CONFIG=examples/llm_finetune/llama3_2/llama3_2_1b_squad.yaml

export MASTER_ADDR=$(scontrol show hostnames "$SLURM_JOB_NODELIST" | head -n 1)
export MASTER_PORT=13742

srun apptainer exec --nv /shared/images/automodel.sif \
    bash -c "\
        torchrun \
            --nproc-per-node=\${SLURM_GPUS_PER_NODE:-8} \
            --nnodes=\${SLURM_NNODES:-1} \
            --rdzv_backend=c10d \
            --rdzv_endpoint=\${MASTER_ADDR}:\${MASTER_PORT} \
            -m nemo_automodel.cli.app ${CONFIG}"

Launch with Modified Code#

If the script is executed from within a Git repository accessible to Slurm workers, automodel will use the repository source over the installation inside the container image (it prepends $CWD to PYTHONPATH when it detects an editable checkout).

git clone git@github.com:NVIDIA-NeMo/Automodel.git automodel_test_repo
cd automodel_test_repo/
sbatch slurm.sub

Customize Configuration Settings#

You can customize training by following the steps in this section.
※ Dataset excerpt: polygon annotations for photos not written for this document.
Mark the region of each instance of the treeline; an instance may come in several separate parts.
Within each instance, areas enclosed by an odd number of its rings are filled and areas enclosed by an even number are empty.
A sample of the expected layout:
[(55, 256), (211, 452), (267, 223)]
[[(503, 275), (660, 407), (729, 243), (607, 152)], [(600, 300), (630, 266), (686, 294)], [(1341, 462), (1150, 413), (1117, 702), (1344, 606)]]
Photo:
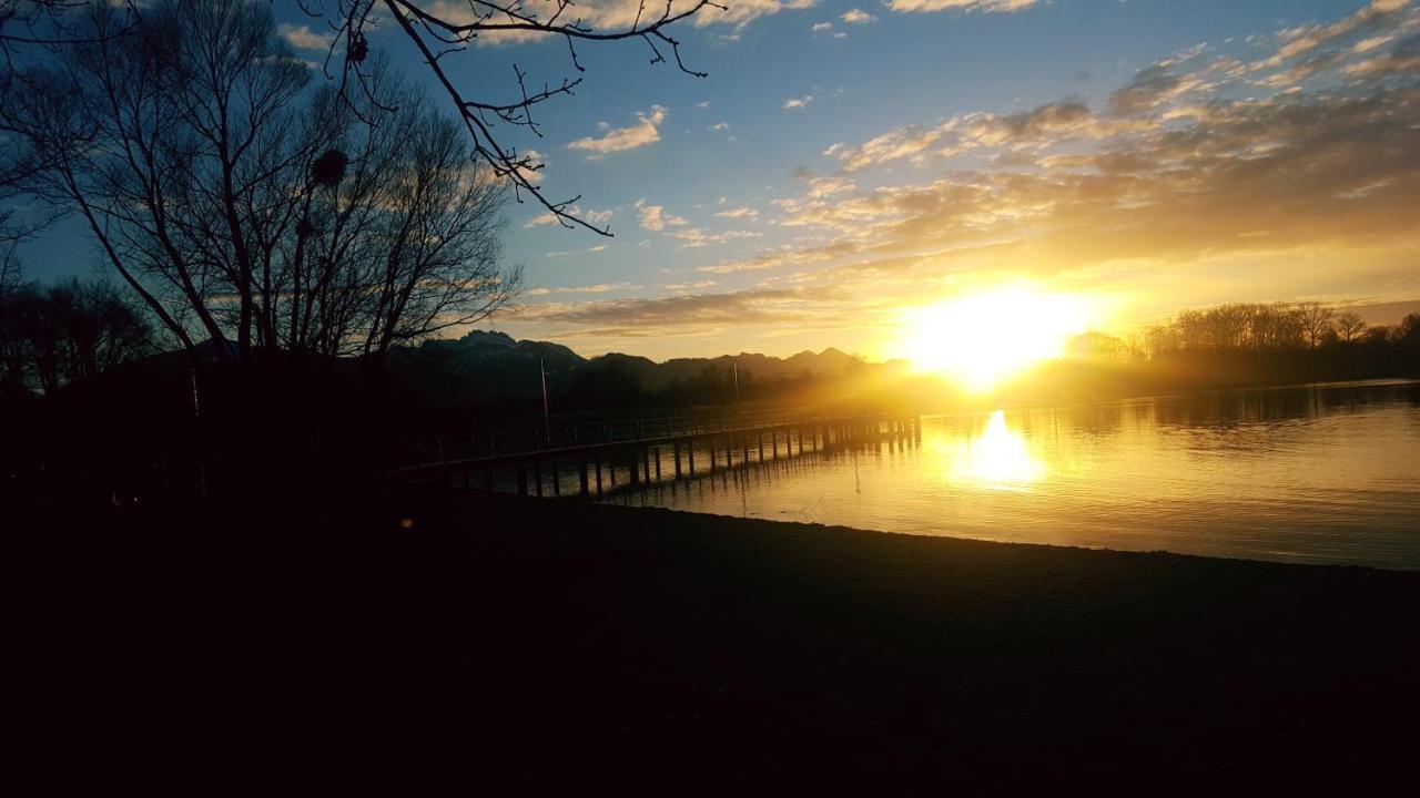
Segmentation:
[(1075, 338), (1069, 358), (1004, 392), (1058, 402), (1145, 393), (1420, 376), (1420, 314), (1370, 325), (1321, 305), (1233, 302), (1119, 338)]
[(156, 351), (143, 310), (109, 283), (0, 285), (0, 398), (54, 393)]
[(1181, 311), (1142, 337), (1150, 358), (1187, 351), (1278, 352), (1338, 345), (1414, 345), (1420, 339), (1420, 314), (1400, 324), (1369, 325), (1355, 311), (1338, 311), (1318, 302), (1244, 304)]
  1. Override config values: Edit the CONFIG variable and add CLI overrides in your torchrun command inside the sbatch script. For example, to change the model:

    -m nemo_automodel.cli.app ${CONFIG} --model.pretrained_model_name_or_path Qwen/Qwen3-0.6B
    
  2. Edit the config file: Modify the YAML directly for persistent changes.

  3. Create custom configs: Copy and modify existing configurations from the examples/ directory.

For single-node workflows, see our Run on Your Local Workstation guide.